A nationwide survey by the Indian Council of Medical Research had suggested that by the time the country’s second wave was receding in early July, 67 per cent of the population had already been infected by Covid-19. Experts believe that over 80 per cent have been infected by now.
“Most people in India thus have acquired immunity against Covid-19, first from the virus and then from the vaccines,” Muliyil said. And in those who had infections after vaccination, the virus would have stimulated fresh immune responses.
While the rationale for boosters is based on observations of falling levels of vaccine-induced anti-viral antibodies in the blood, experts say the body may continue to fight Covid-19 through another arm of the immune system, called memory T-cells.
“Although we’re seeing a reduction in neutralising antibodies, almost all data show that T-cells remain intact. That is what we really require,” said Abdi Mahamud, a physician and an infection control specialist at the World Health Organisation.
“T-cells, the second pillar of an immune response, can prevent severe disease by attacking infected human cells.”
An immunologist said: “I can’t think of any country in a situation like ours — most people are already infected and over 60 per cent of our adults are fully vaccinated.”

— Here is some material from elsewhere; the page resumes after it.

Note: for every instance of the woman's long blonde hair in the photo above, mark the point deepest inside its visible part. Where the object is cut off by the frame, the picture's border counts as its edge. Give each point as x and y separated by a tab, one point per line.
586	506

Scientists are hoping that this “hybrid immunity” — triggered by the combination of infections and vaccines — will help protect people from severe disease.
Health officials had said on Friday that scientific experts were reviewing data on immune responses as well as on hybrid immunity ahead of any decision on boosters.
While Covid-19 has also hit parts of Europe and North America hard, most people in those continents acquired immunity first from vaccines — not from Covid-19 infections.
Experts are also wondering which vaccines India would choose as boosters for whom, because clinical studies to find out whether boosting with the same vaccine or using a different vaccine is the more effective strategy are still going on.